Abstract
In this paper, the intertwining trajectories of Palestinian citizens and the Israeli-Zionist state are a window into the dialectic relationship that exists between ‘power’ and ‘resistance’. Ever in contention, ever in conversation, dynamics of power and resistance dislodge, dislocate and displace one another, transformed through their intersections and interactions. Thus to understand Palestinian struggle is to see it as part of the field of force. Situated in and surrounded by the colonial context, it mirrors its logics and fetishisations, shares its language and its ethos.

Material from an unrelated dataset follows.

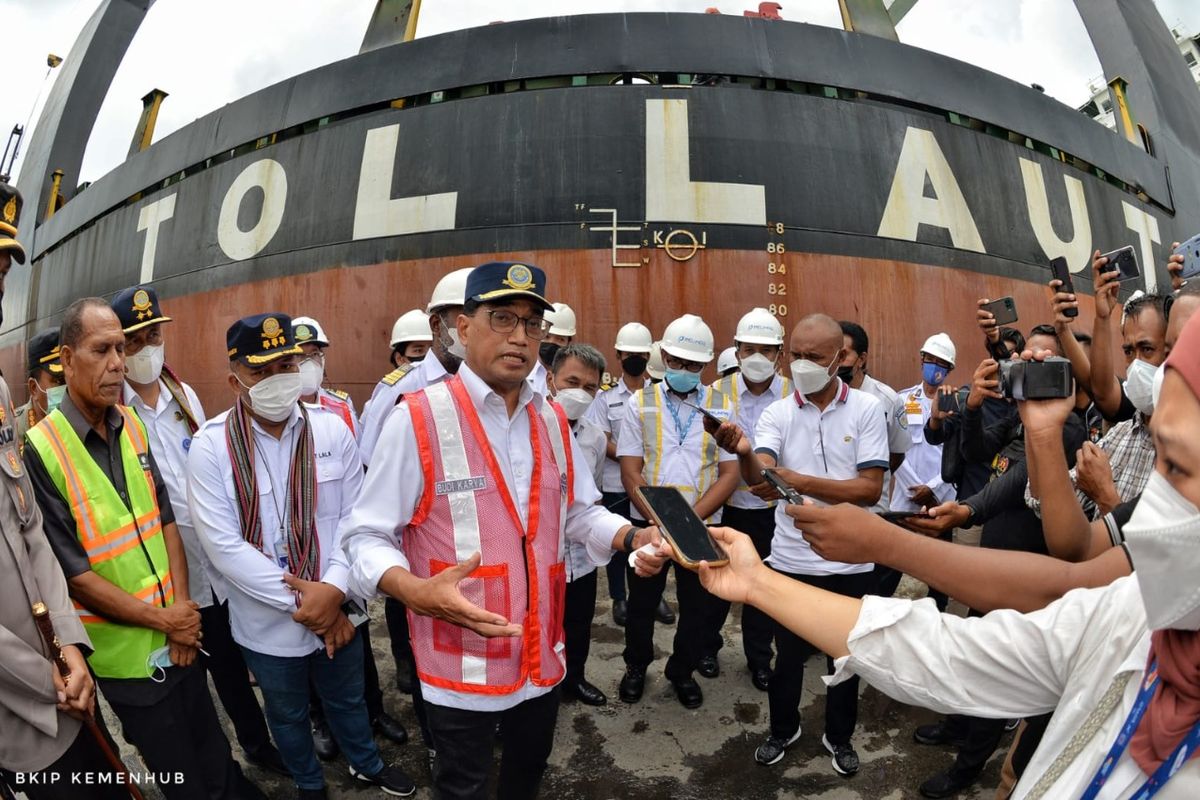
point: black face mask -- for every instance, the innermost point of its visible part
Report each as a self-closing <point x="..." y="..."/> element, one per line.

And yet, because it is a colonial story, this relationship is articulated in binaries, dichotomies and partitions.
The Israeli colonial geography is determined in the ethnicisation of territory, in which the indigenous Palestinian is always othered, outside and absent; a threat to be removed and then replaced. And yet, Palestinian citizens, who make up 20% of the country populous, are inducted into the political and spatial order of the state, permeated by and permeating the Zionist project, even as they are explicitly excluded from it. The material expression of this tension is the production of Palestinian enclaves and frontiers; spaces that are always under siege, increasingly constricted and contained, inherently segregated and illegitimate within the hegemonic order.
Palestinian resistance is thus produced in relation to the deep chasms, ghettos and fractures that colour the ethnocratic, settler-colonial landscape. The locus of which is anchored in the fight for Palestinian land and space, against (and enclosed within) the Judaising logic of the Israeli state. In this paper, different facets of Palestinian land struggles are explored in their encounters with the multiple borders that attempt to contain them. The analysis is based on more than 2 years of ethnographic field-work with three contemporary cases of community land-struggles: A popular movement for housing rights (and thus survival) in Palestinian neighbourhoods of Jaffa-Tel Aviv; an enduring protest-movement against the Judaization project in the Galilee region; and the existential struggle for land rights of Bedouin communities in the southern desert. Through investigating their moments of containment, contention and transgression, we unravel how resistance is entangled with the structures of power. And through analysis of these everyday and insurgent struggles, we gage how the boundary lines – and thus the structures of power that define them – are produced and reproduced; how they are challenged, unveiled and disarticulated, and even transcended and transformed.